Nephrology Dialysis Transplantation, cilt.17, sa.11, ss.1931-1935, 2002 (SCI-Expanded) identifier identifier identifier

  • Yayın Türü: Makale / Tam Makale
  • Cilt numarası: 17 Sayı: 11
  • Basım Tarihi: 2002
  • Doi Numarası: 10.1093/ndt/17.11.1931
  • Dergi Adı: Nephrology Dialysis Transplantation
  • Derginin Tarandığı İndeksler: Science Citation Index Expanded (SCI-EXPANDED), Scopus
  • Sayfa Sayıları: ss.1931-1935
  • Anahtar Kelimeler: antineoplastic agent toxicity, autologous bone-marrow transplantation, high-dose chemotherapy, nephrotoxicity, ACUTE-RENAL-FAILURE, BONE-MARROW TRANSPLANTATION, RESPONSE RELATIONSHIPS, BREAST-CANCER, IFOSFAMIDE, CARBOPLATIN, ETOPOSIDE, TUMORS
  • Lokman Hekim Üniversitesi Adresli: Hayır

Özet

Background. Nephrotoxicity is one of the most frequent dose-limiting factors of high-dose chemotherapy to create tolerance of autologous peripheral blood stem-cell transplantation (PBSCT) for the treatment of malignant diseases. The relative importance of factors that may be responsible for the development of nephrotoxicity varied in different trials. Methods.
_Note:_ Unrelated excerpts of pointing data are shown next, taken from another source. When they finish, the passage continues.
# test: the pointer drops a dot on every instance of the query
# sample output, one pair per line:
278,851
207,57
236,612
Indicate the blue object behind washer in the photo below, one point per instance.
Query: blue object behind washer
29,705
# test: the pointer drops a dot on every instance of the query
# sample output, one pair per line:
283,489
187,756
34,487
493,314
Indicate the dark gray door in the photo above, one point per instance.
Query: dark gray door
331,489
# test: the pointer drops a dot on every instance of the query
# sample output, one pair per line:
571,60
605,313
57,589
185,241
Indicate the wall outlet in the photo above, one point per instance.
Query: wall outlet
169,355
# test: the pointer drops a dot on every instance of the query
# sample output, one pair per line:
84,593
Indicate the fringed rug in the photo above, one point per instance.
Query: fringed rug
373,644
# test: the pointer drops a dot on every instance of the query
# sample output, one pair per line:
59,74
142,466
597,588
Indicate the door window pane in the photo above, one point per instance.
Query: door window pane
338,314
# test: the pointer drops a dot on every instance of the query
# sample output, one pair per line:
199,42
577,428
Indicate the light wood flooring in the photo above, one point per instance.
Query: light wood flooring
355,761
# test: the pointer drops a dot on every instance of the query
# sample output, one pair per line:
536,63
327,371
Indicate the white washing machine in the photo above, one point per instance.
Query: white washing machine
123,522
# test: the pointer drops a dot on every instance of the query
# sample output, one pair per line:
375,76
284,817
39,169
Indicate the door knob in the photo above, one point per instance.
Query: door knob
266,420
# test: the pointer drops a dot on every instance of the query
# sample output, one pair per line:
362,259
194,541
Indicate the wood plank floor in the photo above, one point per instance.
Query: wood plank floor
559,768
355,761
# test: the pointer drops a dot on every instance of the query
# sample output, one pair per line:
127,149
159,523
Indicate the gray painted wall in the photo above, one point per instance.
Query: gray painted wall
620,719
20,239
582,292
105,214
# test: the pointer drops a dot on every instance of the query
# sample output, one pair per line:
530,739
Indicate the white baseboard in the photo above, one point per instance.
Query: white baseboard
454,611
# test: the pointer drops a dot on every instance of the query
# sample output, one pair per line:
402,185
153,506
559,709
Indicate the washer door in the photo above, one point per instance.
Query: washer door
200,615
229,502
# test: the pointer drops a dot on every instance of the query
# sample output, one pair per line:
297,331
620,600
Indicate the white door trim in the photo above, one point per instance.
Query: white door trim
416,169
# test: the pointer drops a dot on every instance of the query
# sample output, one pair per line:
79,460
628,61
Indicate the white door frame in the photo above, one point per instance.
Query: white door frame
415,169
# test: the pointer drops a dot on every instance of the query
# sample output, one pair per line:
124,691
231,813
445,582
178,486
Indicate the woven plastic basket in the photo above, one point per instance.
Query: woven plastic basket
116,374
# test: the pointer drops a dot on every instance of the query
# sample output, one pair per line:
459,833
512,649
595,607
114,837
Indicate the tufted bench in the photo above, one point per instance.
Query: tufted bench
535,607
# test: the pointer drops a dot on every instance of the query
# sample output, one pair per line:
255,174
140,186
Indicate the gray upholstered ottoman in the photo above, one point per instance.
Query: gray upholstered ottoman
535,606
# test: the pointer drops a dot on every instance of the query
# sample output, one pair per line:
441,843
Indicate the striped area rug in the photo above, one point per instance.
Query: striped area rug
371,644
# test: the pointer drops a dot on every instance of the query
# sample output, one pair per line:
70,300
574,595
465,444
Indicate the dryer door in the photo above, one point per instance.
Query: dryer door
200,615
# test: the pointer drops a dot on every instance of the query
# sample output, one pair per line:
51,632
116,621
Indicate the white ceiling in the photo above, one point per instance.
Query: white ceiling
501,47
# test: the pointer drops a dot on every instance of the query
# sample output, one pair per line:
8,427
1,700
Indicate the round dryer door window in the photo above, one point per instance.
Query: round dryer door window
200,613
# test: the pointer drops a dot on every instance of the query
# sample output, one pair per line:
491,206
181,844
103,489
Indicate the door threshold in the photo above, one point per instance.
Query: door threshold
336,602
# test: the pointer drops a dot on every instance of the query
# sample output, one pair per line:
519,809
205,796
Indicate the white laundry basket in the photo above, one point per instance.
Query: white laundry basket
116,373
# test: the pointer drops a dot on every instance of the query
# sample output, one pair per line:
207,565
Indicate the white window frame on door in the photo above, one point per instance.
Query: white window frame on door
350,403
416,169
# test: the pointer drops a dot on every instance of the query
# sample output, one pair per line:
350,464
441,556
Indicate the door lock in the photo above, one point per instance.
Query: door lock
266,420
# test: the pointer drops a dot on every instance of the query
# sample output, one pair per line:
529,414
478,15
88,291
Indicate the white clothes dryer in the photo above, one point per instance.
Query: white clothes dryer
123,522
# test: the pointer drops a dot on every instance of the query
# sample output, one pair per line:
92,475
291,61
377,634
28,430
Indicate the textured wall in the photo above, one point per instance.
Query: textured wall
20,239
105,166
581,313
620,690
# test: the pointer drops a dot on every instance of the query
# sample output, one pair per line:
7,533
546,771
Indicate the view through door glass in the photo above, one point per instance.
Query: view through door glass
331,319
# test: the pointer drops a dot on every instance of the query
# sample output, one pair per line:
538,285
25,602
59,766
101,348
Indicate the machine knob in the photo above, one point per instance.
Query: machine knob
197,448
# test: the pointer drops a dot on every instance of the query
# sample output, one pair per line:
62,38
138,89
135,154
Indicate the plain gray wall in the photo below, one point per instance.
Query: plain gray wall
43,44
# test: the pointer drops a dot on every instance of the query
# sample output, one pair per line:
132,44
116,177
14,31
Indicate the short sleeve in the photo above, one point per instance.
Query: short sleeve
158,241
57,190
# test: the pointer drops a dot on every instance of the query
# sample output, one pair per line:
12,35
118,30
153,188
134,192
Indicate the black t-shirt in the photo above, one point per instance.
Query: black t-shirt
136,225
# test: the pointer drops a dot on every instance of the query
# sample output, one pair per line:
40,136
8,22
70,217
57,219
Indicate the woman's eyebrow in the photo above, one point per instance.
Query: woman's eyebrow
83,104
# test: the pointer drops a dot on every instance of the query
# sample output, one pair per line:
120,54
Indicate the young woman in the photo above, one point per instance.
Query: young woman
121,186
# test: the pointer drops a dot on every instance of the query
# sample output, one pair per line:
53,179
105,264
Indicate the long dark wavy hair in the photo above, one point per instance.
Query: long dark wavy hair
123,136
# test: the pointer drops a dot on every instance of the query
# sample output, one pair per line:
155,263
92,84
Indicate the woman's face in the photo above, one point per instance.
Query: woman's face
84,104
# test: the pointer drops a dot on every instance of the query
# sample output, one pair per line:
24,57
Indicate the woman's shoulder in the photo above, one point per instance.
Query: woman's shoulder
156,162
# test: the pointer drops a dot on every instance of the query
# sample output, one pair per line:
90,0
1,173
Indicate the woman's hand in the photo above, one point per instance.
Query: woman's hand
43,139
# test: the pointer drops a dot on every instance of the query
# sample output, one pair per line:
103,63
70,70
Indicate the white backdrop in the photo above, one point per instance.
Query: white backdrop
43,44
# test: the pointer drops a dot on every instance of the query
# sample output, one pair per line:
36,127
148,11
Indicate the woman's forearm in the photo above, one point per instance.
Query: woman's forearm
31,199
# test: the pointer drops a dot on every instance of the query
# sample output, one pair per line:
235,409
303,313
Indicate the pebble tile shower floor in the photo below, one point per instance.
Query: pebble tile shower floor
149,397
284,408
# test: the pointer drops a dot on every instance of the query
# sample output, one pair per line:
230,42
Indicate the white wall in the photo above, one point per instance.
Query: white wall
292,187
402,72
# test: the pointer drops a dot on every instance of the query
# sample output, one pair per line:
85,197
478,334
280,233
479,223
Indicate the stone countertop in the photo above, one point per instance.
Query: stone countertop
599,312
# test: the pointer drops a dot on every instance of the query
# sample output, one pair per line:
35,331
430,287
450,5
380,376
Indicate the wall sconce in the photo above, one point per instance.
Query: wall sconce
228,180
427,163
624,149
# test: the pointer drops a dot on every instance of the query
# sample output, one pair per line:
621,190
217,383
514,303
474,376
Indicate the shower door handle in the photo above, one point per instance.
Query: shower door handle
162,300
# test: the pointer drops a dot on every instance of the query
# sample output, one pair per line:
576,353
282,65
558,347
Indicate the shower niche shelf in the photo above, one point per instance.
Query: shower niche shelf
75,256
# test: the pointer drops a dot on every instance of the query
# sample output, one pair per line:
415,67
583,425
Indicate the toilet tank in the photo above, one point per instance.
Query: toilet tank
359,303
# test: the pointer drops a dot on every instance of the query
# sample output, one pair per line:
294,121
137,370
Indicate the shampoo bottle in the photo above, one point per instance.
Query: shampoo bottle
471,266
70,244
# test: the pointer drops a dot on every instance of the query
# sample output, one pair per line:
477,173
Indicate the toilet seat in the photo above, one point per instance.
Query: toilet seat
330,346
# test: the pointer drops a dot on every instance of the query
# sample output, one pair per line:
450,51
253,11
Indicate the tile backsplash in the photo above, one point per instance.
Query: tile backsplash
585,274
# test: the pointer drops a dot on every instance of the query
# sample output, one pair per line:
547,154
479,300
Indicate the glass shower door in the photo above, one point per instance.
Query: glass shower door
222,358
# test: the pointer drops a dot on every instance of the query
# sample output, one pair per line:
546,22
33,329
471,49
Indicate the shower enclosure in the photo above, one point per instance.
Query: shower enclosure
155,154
The factors affecting nephrotoxicity in the early period of high-dose ifosfamide, carboplatin and etoposide treatment (ICE) followed by autologous PBSCT was investigated in 47 patients. ICE was given as a conditioning regimen for 6 days. Nephrotoxicity was defined as an increase in the serum creatinine concentration of 0.5 mg/dl or more over individual baseline levels. Results. Eleven patients developed nephrotoxicity (23.4%). There was no significant difference in baseline renal function between patients with nephrotoxicity and those without. No differences were found between the two groups in terms of average total doses of ICE, infections and antibiotic use. The age of patients was higher in those with nephrotoxicity (37 ± 3.7 vs 26 ± 1.7 years, P = 0.019). The cumulative cisplatin dose administered prior to this regimen was higher in the group that developed nephrotoxicity (470 vs 227 mg/m2, P = 0.02). The overall mortality rate was 17%, but the transplant-related deaths were higher in the presence of nephrotoxicity (54.5 vs 5.5%, P = 0.001). Conclusions. The cumulative dose of cisplatin is a strong risk factor for the development of nephrotoxicity in patients who receive high doses of ICE followed by PBSCT. Nephrotoxicity may occur with much lower doses than the currently recommended maximum doses.